Moorefield Examiner
- Type: Weekly newspaper
- Format: Broadsheet
- Owner(s): Mountain Media, LLC
- Founded: 1874
- Headquarters: 132 S Main St, Moorefield, Hardy County, WV 26836
- Circulation: 3,818
- ISSN: 0740-2651
- OCLC number: 9921953
- Website: moorefieldexaminer.com

= Moorefield Examiner =

The Moorefield Examiner is an American weekly newspaper serving Hardy County, West Virginia. It is owned by Mountain Media, LLC and has a circulation of 3,818.

==History==
While claiming antecedents dating back to 1845, the Examiner itself was founded in 1874 by Samuel D. Gordon. It quickly became the leading democratic newspaper in the South Branch Valley, and was in those early years the only newspaper published in Hardy county.

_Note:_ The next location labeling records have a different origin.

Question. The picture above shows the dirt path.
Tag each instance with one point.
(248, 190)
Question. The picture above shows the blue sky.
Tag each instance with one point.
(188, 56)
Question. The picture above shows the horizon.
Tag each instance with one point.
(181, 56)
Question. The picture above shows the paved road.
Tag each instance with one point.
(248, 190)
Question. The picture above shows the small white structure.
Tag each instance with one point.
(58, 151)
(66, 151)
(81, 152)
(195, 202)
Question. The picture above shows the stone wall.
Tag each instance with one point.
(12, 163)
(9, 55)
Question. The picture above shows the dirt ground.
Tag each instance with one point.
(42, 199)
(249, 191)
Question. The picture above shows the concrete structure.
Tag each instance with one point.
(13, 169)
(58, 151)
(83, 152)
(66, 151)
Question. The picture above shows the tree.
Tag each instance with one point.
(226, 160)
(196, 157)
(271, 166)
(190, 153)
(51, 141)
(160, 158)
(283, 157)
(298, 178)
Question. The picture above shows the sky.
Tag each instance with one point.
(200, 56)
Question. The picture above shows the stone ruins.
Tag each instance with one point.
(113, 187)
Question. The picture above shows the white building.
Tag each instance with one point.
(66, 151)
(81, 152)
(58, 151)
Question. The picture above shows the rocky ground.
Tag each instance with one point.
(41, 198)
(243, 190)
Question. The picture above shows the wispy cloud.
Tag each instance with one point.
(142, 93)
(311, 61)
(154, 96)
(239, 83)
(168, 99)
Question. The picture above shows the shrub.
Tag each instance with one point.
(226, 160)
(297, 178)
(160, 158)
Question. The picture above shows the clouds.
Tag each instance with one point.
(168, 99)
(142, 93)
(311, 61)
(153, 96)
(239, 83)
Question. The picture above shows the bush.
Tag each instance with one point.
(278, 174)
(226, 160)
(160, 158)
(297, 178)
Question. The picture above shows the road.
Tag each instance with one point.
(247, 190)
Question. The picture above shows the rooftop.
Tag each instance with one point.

Sam McCoy's son-in-law, Ralph E. Fisher, took over the paper in 1935 after Sam's death, with Sam's wife Eunice as co-publisher. For five years it was run as a co-op while Fisher was on active duty in the Navy. Fisher died of a heart attack, at age 62, in 1968. His daughter, Phoebe F. Heishman took over as editor and publisher, and was later joined by her husband David, and their children James and Hannah. The Heishman's owned the paper as the R.E. Fisher Company, Inc. until it was sold to Mountain Media, LLC in 2024.